L’anguilla sfumata una specialità della laguna di Orbetello. Di origine spagnola, rappresentò per secoli il sostentamento base dei pescatori. La preparazione è complessa: prevede una marinatura, seguita da un’affumicatura aromatica e delicata. L’affumicatura, insieme alluso del sale ed all’essiccamento, è una delle tecniche più antiche di conservazione.
Spicca per l’originalità l’anguilla sfumata, tipica conserva ittica prodotta da sempre nella laguna di Orbetello, sulle coste della Maremma Toscana; qui l’arte di conservare il pesce risale alla dominazione spagnola del XVII secolo. I pescatori orbetellani impararono dagli spagnoli ad affumicare l’anguilla ed altri prodotti ittici, abbondanti nella laguna. Questi pesci, prima di migrare verso il Mar dei Sargassi, unico luogo di riproduzione delle razze europee ed americane, vivono nelle acque vallive per circa sei anni. Poco prima della partenza, da ottobre ad aprile, i pescatori catturano soprattutto le anguille immature, note anche come anguille torte, più saporite di quelle mature, dette anche dritte.

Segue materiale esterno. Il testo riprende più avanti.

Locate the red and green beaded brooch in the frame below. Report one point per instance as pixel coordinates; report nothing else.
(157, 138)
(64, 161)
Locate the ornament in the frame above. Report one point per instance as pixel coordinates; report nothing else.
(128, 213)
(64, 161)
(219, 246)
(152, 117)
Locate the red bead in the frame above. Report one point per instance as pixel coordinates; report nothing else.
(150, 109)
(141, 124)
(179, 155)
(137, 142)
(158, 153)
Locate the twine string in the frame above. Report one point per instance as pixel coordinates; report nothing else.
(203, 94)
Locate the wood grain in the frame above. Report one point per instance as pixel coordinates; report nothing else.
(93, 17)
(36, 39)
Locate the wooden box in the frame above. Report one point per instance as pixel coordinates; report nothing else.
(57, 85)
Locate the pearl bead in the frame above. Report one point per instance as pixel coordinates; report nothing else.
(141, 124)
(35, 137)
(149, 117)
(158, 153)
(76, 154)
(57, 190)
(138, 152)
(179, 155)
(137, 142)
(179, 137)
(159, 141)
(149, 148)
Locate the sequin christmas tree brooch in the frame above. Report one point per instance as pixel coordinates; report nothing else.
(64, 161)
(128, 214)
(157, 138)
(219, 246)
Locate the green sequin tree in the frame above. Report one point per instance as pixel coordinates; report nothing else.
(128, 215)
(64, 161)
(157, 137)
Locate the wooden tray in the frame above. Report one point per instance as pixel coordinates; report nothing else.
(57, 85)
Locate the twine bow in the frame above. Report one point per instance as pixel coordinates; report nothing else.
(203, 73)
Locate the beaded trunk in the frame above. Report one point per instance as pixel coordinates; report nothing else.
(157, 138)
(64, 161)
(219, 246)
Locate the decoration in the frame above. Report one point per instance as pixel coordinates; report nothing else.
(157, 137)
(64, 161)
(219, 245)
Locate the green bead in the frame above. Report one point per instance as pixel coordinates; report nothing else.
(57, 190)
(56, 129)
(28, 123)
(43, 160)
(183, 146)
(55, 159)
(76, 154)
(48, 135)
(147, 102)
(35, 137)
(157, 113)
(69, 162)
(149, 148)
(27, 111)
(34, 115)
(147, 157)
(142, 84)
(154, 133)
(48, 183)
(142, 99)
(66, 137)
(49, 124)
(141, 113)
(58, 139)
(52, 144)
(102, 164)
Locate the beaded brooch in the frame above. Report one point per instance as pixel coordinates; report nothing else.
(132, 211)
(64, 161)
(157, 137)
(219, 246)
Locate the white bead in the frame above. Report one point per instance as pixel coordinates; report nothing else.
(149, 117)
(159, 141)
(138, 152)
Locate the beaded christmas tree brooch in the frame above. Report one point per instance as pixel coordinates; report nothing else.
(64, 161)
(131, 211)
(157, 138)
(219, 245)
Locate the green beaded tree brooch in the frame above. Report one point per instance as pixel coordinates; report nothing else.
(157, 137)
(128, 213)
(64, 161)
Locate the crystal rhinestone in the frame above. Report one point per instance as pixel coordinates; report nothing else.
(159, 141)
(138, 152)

Dopo la cattura, i pesci vengono fatti morire coprendoli di sale, poi lavati con acqua corrente per togliere la sostanza vischiosa (ganoina) che ricopre la pelle; l’eviscerazione avviene dopo aver fissato i pesci sopra un supporto, attaccandoli per la gargia (branchie). Con un coltello appuntito si esegue un taglio partendo dalla testa; una volta pulite, si sovrappongono intervallate da uno strato di sale, poi si copre tutto con aceto di vino. Dopo circa un’ora di questa marinatura, si tolgono dall’aceto, s’infilano in appositi spiedi e si fanno asciugare al sole ed al vento per una giornata. Le anguille sono pronte quando formano un archetto ed il dorso è asciutto. Si cospargono di salsa di pepe, preparata in autunno quando ci sono i migliori peperoni rossi “corno di bue”.
La ricetta della salsa
É antica e così preparata: i peperoni vengono cotti con peperoncino rosso piccante, sale ed aceto; il tutto, passato e coperto con olio extra vergine d’oliva. Con questo intingolo, si cosparge il ventre aperto delle anguille. A questo punto, si accende il fuoco e quando c’è la brace si buttano sopra finocchio selvatico, rosmarino e alloro, al cui fumo si espongono le anguille, non troppo vicine al fuoco. Raffreddate, s’accoppiano pancia contro pancia, s’incartano nella carta vegetale o nella carta gialla, così vengono poste in commercio.
Si degusta in diversi modi: come antipasto totalmente tagliata a pezzetti, sopra a dei crostini caldi, cotte alla griglia, in saporiti primi piatti con pasta… il tutto, accompagnato con un buon bicchiere di vino rosso della zona.